Chapter 11

by Charles Dickens

Quiet and solitude were destined to hold uninterrupted rule no longer, beneath the roof that sheltered the child. Next morning, the old man was in a raging fever accompanied with delirium; and sinking under the influence of this disorder he lay for many weeks in imminent peril of his life. There was watching enough, now, but it was the watching of strangers who made a greedy trade of it, and who, in the intervals in their attendance upon the sick man huddled together with a ghastly good-fellowship, and ate and drank and made merry; for disease and death were their ordinary household gods.

Yet, in all the hurry and crowding of such a time, the child was more alone than she had ever been before; alone in spirit, alone in her devotion to him who was wasting away upon his burning bed; alone in her unfeigned sorrow, and her unpurchased sympathy. Day after day, and night after night, found her still by the pillow of the unconscious sufferer, still anticipating his every want, still listening to those repetitions of her name and those anxieties and cares for her, which were ever uppermost among his feverish wanderings.

The house was no longer theirs. Even the sick chamber seemed to be retained, on the uncertain tenure of Mr Quilp’s favour. The old man’s illness had not lasted many days when he took formal possession of the premises and all upon them, in virtue of certain legal powers to that effect, which few understood and none presumed to call in question. This important step secured, with the assistance of a man of law whom he brought with him for the purpose, the dwarf proceeded to establish himself and his coadjutor in the house, as an assertion of his claim against all comers; and then set about making his quarters comfortable, after his own fashion.

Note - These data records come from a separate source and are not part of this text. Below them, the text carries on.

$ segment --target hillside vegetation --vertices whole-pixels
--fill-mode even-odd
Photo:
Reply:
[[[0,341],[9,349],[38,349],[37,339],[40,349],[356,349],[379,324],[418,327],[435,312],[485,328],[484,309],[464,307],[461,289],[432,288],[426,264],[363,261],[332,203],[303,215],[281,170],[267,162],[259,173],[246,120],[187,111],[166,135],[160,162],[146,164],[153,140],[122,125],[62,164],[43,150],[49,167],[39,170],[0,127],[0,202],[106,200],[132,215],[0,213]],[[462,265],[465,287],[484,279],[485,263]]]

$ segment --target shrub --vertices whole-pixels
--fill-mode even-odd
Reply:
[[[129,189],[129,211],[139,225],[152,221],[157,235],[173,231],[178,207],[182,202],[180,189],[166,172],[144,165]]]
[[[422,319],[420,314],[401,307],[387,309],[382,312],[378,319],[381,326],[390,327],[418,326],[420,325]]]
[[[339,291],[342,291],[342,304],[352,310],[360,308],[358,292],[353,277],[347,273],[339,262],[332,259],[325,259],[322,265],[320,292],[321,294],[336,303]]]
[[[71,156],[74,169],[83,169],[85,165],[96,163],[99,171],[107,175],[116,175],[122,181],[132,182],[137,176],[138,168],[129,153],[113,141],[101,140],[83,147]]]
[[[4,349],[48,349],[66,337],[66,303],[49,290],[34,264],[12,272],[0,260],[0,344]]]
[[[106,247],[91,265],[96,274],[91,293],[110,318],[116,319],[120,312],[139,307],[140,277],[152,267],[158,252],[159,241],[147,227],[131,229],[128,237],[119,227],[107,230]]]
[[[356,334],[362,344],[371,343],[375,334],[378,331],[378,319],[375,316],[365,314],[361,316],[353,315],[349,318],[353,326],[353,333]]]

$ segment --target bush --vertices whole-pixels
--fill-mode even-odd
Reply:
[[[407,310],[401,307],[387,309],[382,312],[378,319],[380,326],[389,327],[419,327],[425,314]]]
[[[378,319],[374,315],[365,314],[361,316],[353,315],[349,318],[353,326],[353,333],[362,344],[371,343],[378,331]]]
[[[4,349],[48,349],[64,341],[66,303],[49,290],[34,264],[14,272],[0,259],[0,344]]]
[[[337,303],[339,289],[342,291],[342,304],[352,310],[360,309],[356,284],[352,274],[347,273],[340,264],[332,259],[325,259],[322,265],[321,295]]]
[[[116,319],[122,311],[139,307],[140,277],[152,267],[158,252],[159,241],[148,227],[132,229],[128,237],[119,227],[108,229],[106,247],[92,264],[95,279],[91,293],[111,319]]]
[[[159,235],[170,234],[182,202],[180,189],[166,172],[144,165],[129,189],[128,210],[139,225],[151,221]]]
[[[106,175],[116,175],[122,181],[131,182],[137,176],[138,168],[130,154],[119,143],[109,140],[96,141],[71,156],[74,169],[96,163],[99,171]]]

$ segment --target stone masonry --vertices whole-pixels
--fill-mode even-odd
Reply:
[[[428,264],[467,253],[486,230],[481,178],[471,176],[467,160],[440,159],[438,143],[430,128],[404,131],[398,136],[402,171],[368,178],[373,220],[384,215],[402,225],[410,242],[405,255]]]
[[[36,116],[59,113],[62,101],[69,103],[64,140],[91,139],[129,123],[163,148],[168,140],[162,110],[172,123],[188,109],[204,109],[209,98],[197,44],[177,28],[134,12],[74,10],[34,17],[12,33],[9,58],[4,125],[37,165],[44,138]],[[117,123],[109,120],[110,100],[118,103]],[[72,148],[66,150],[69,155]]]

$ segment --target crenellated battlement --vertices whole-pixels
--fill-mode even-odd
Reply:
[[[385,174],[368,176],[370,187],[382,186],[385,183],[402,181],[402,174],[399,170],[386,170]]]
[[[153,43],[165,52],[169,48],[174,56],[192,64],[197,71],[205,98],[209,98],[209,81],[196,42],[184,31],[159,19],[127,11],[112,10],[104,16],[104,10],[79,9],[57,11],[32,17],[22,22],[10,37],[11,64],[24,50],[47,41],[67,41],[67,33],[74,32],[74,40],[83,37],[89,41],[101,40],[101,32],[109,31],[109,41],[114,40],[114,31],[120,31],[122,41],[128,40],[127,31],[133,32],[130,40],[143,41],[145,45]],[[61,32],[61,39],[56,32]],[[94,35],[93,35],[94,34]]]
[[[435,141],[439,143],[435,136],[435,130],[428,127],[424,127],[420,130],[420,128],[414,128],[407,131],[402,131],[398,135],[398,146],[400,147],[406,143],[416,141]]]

To this end, Mr Quilp encamped in the back parlour, having first put an effectual stop to any further business by shutting up the shop. Having looked out, from among the old furniture, the handsomest and most commodious chair he could possibly find (which he reserved for his own use) and an especially hideous and uncomfortable one (which he considerately appropriated to the accommodation of his friend) he caused them to be carried into this room, and took up his position in great state. The apartment was very far removed from the old man’s chamber, but Mr Quilp deemed it prudent, as a precaution against infection from fever, and a means of wholesome fumigation, not only to smoke, himself, without cessation, but to insist upon it that his legal friend did the like. Moreover, he sent an express to the wharf for the tumbling boy, who arriving with all despatch was enjoined to sit himself down in another chair just inside the door, continually to smoke a great pipe which the dwarf had provided for the purpose, and to take it from his lips under any pretence whatever, were it only for one minute at a time, if he dared. These arrangements completed, Mr Quilp looked round him with chuckling satisfaction, and remarked that he called that comfort.

The legal gentleman, whose melodious name was Brass, might have called it comfort also but for two drawbacks: one was, that he could by no exertion sit easy in his chair, the seat of which was very hard, angular, slippery, and sloping; the other, that tobacco-smoke always caused him great internal discomposure and annoyance. But as he was quite a creature of Mr Quilp’s and had a thousand reasons for conciliating his good opinion, he tried to smile, and nodded his acquiescence with the best grace he could assume.

This Brass was an attorney of no very good repute, from Bevis Marks in the city of London; he was a tall, meagre man, with a nose like a wen, a protruding forehead, retreating eyes, and hair of a deep red. He wore a long black surtout reaching nearly to his ankles, short black trousers, high shoes, and cotton stockings of a bluish grey. He had a cringing manner, but a very harsh voice; and his blandest smiles were so extremely forbidding, that to have had his company under the least repulsive circumstances, one would have wished him to be out of temper that he might only scowl.